Use register_scalar_function()
attach Arrow input and output types to an
R function and make it available for use in the dplyr interface and/or
call_function()
. Scalar functions are currently the only type of
user-defined function supported. In Arrow, scalar functions must be
stateless and return output with the same shape (i.e., the same number
of rows) as the input.
register_scalar_function(name, fun, in_type, out_type, auto_convert = FALSE)
The function name to be used in the dplyr bindings
An R function or rlang-style lambda expression. The function
will be called with a first argument context
which is a list()
with elements batch_size
(the expected length of the output) and
output_type
(the required DataType of the output) that may be used
to ensure that the output has the correct type and length. Subsequent
arguments are passed by position as specified by in_types
. If
auto_convert
is TRUE
, subsequent arguments are converted to
R vectors before being passed to fun
and the output is automatically
constructed with the expected output type via as_arrow_array()
.
A DataType of the input type or a schema()
for functions with more than one argument. This signature will be used
to determine if this function is appropriate for a given set of arguments.
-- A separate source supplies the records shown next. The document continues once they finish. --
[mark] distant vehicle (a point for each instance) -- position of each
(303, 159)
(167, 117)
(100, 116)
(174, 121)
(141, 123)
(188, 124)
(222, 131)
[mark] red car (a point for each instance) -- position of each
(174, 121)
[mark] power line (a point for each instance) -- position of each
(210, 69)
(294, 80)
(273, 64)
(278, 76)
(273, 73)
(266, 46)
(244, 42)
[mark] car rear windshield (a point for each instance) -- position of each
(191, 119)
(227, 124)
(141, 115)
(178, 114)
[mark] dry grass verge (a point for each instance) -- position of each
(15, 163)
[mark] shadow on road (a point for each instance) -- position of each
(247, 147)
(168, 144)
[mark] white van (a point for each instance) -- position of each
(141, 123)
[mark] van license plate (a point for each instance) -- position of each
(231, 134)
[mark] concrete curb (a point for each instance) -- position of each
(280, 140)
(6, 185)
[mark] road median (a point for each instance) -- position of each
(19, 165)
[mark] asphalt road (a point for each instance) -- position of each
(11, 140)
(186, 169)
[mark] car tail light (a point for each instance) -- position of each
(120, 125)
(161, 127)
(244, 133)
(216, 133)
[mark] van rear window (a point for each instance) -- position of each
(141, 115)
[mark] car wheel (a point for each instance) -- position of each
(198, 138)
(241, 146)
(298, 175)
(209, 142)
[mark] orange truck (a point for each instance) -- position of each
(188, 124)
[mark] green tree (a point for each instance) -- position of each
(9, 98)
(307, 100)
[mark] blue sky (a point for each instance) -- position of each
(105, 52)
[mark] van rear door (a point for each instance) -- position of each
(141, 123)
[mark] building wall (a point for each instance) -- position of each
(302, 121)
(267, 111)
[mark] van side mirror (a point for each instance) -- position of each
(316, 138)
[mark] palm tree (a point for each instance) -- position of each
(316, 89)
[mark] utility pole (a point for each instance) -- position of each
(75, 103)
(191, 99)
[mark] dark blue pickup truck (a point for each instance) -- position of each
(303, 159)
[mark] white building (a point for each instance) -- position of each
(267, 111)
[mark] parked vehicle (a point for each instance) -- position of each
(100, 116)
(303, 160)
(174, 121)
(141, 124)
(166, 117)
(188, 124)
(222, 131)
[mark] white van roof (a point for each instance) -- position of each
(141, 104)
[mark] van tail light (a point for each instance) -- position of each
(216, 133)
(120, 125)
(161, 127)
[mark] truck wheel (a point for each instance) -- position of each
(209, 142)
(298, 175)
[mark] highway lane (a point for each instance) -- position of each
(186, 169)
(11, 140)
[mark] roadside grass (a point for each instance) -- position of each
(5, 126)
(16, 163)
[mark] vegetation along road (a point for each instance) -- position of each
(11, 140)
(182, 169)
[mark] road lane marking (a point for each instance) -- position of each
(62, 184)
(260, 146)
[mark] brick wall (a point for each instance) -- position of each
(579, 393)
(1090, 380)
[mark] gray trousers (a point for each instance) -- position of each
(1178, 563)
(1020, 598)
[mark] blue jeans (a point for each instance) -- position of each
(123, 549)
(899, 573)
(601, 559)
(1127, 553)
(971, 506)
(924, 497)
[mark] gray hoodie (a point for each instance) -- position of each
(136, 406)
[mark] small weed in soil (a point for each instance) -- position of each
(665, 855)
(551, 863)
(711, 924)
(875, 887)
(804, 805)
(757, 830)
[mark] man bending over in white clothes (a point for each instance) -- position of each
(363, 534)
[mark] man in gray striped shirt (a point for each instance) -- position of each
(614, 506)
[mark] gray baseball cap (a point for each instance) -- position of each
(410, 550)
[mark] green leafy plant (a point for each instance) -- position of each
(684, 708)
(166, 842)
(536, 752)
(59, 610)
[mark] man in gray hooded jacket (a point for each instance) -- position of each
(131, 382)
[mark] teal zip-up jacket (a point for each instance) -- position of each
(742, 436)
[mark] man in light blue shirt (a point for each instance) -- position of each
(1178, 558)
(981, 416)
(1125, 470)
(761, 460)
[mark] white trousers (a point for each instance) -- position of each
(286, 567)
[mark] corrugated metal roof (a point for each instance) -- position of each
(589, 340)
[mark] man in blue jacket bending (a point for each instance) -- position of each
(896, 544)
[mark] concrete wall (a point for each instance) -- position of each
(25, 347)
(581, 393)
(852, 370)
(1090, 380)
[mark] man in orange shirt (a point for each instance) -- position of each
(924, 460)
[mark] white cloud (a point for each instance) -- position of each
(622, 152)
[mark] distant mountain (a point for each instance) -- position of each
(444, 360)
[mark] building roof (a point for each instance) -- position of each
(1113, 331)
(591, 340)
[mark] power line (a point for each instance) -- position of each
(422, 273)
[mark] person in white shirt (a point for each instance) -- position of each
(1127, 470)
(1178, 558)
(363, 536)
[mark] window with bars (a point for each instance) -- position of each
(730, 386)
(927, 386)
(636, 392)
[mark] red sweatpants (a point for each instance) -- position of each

If this function is appropriate for more than one signature, pass a
list()
of the above.
A DataType of the output type or a function accepting
a single argument (types
), which is a list()
of DataTypes. If a
function it must return a DataType.
Use TRUE
to convert inputs before passing to fun
and construct an Array of the correct type from the output. Use this
option to write functions of R objects as opposed to functions of
Arrow R6 objects.
NULL
, invisibly
library(dplyr, warn.conflicts = FALSE)
some_model <- lm(mpg ~ disp + cyl, data = mtcars)
register_scalar_function(
"mtcars_predict_mpg",
function(context, disp, cyl) {
predict(some_model, newdata = data.frame(disp, cyl))
},
in_type = schema(disp = float64(), cyl = float64()),
out_type = float64(),
auto_convert = TRUE
)
as_arrow_table(mtcars) %>%
transmute(mpg, mpg_predicted = mtcars_predict_mpg(disp, cyl)) %>%
collect() %>%
head()
#> mpg mpg_predicted
#> 1 21.0 21.84395
#> 2 21.0 21.84395
#> 3 22.8 26.08886
#> 4 21.4 19.82676
#> 5 18.7 14.55267
#> 6 18.1 20.50602